Social Networks verzerren die Realität

Veröffentlicht am 26.09.2013

Hätte man sich an den Zahlen von Facebook orientiert, wären die Piraten die stärkste Kraft im Bundestag und würden den Kanzler stellen, denn sie versammeln klar die meisten Likes auf ihrer Fanseite (rund 88.400 gegenüber CDU mit 72.600 und SPD mit 61.700). Bei Twitter führt die Piratenpartei das Ranking sogar noch deutlicher mit knapp 121.000 Followern an. Der Online-Redaktion der CDU folgen immerhin 41.000 Accounts, ein paar Tausend mehr folgen dem SPD Parteivorstand. Im Vergleich zu den großen Parteien sind die Grünen hingegen mit 72.500 Followern auch deutlich überrepräsentiert.
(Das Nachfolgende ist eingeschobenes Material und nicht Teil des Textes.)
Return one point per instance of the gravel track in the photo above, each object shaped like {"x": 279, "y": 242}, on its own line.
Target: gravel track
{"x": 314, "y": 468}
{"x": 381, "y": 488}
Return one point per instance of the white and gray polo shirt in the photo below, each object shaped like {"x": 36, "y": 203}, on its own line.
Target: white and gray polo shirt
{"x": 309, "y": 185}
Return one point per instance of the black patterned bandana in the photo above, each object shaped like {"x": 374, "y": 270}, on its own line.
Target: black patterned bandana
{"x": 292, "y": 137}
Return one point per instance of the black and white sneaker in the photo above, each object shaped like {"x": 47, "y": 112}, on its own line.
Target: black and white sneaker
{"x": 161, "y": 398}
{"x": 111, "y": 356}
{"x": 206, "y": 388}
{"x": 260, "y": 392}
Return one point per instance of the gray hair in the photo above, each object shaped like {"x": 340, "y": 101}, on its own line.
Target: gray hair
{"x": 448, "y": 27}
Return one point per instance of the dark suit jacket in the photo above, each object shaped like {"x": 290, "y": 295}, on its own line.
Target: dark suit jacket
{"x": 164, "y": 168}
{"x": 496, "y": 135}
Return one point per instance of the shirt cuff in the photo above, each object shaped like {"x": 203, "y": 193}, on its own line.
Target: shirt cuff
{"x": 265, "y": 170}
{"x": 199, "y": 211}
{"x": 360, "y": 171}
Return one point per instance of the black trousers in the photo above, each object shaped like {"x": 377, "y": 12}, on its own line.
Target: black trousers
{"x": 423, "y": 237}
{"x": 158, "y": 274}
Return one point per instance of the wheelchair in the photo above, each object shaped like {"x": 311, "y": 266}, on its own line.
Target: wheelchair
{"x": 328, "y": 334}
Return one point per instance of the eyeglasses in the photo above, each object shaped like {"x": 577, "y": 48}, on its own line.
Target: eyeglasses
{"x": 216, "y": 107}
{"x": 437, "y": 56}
Allerdings wird die Bedeutung von Twitter hinsichtlich der viel zitierten „Stimmung im Netz“ häufig überschätzt. Dennoch ist es auffällig, wie negativ über die Union bei Twitter berichtet wird und wie viele positive Tweets über die Piraten im Umlauf sind. Letztendlich sagt dieser Befund jedoch mehr über die Twitter-Nutzer aus als über die Meinung der Stimmberechtigten, wie man nun rückblickend weiß. Demzufolge wird es zwar für Wahlforscher weiterhin interessant sein, die Meinungsäußerungen im Netz zu analysieren, doch für eine verlässliche Prognose sind die sozialen Netzwerke in ihrer heterogenen Nutzerstruktur einfach zu bunt.

Forschungsinstitute wetteifern um Präzision

Die Prognosen der Forschungsinstitute lagen zwar etwas näher an der Realität, kamen allerdings bei dieser Wahl aufgrund des zweifach knappen Ausgangs an der 5-Prozent-Hürde doch häufiger zu unterschiedlichen Ergebnissen. Ermittelt werden die Daten von den Instituten durch eine telefonische Befragung zufällig ausgewählter Personen zustande, bis auf Allensbach, deren Daten für die Frankfurter Allgemeine Zeitung auf einer persönlichen mündlichen Befragung beruhen. In den repräsentativen Umfragen der Wahlwoche wurden die Grünen von allen Instituten tendenziell höher eingeschätzt und auch der SPD traute man durchweg etwas mehr Stimmen zu, als sie am Ende erhielt. Den überraschend hohen Stimmanteil der AfD unterschätzten durchgängig alle Institute, da es keine statistischen Vergleichswerte gab, auf die man hätte zurückgreifen können. Insbesondere Infratest dimap verrechnete sich mit geschätzten 2,5 Prozent schon sehr deutlich. Die notwendige Präzision der Nachkommastelle, die auch für die FDP entscheidend war, konnten die Wahlforscher ebenfalls nicht leisten.

Jedes Institut erstellt die Umfragen für ein bestimmtes Medium, das eine eigene Ausrichtung hat und wiederum im Wettbewerb mit anderen Anbietern steht. Die Forschungsgruppe Wahlen (FGW) stellt beispielsweise ihre Umfrageergebnisse dem ZDF zur Verfügung, das die Werte für Wahlsendungen wie etwa das Politbarometer nutzt. Infratest dimap liefert für die ARD u.a. für den Deutschland Trend, die Daten von Forsa werden für den stern/RTL-Wahltrend verwendet und Emnid-Daten erscheinen bei der Sonntagsfrage der Bild. Die Konkurrenz zwischen den Einrichtungen findet ihren Höhepunkt bei den Wahlprognosen am Wahlabend.

Für die Suche nach der Wahrheit sind alle qualifiziert

Methodisch sind alle Institute auf dem neuesten Stand, wenn sie auf der Suche nach der prozentualen Wahrheit sind. Die unterschiedlichen Ergebnisse lassen sich daher meist auf die üblichen Schwankungen von repräsentativen Befragungen zurückführen. Die Berechnung eines kurzfristigen Stimmungswechsels und die Prognose der Wählerlaune kurz vor der Wahlkabine sind für die Forschungsinstitute die größte Herausforderung. Selbst über das Wahlwetter gibt es immer wieder Prognosen. Mit einer 100-prozentig zuverlässigen Kristallkugel ist jedoch noch kein Institut bisher aufgefallen. Letztendlich kann nur der Bundeswahlleiter – traditionell der Präsident des Statistischen Bundesamtes – mit konkreten Auszählungsergebnissen wirklich Abhilfe schaffen.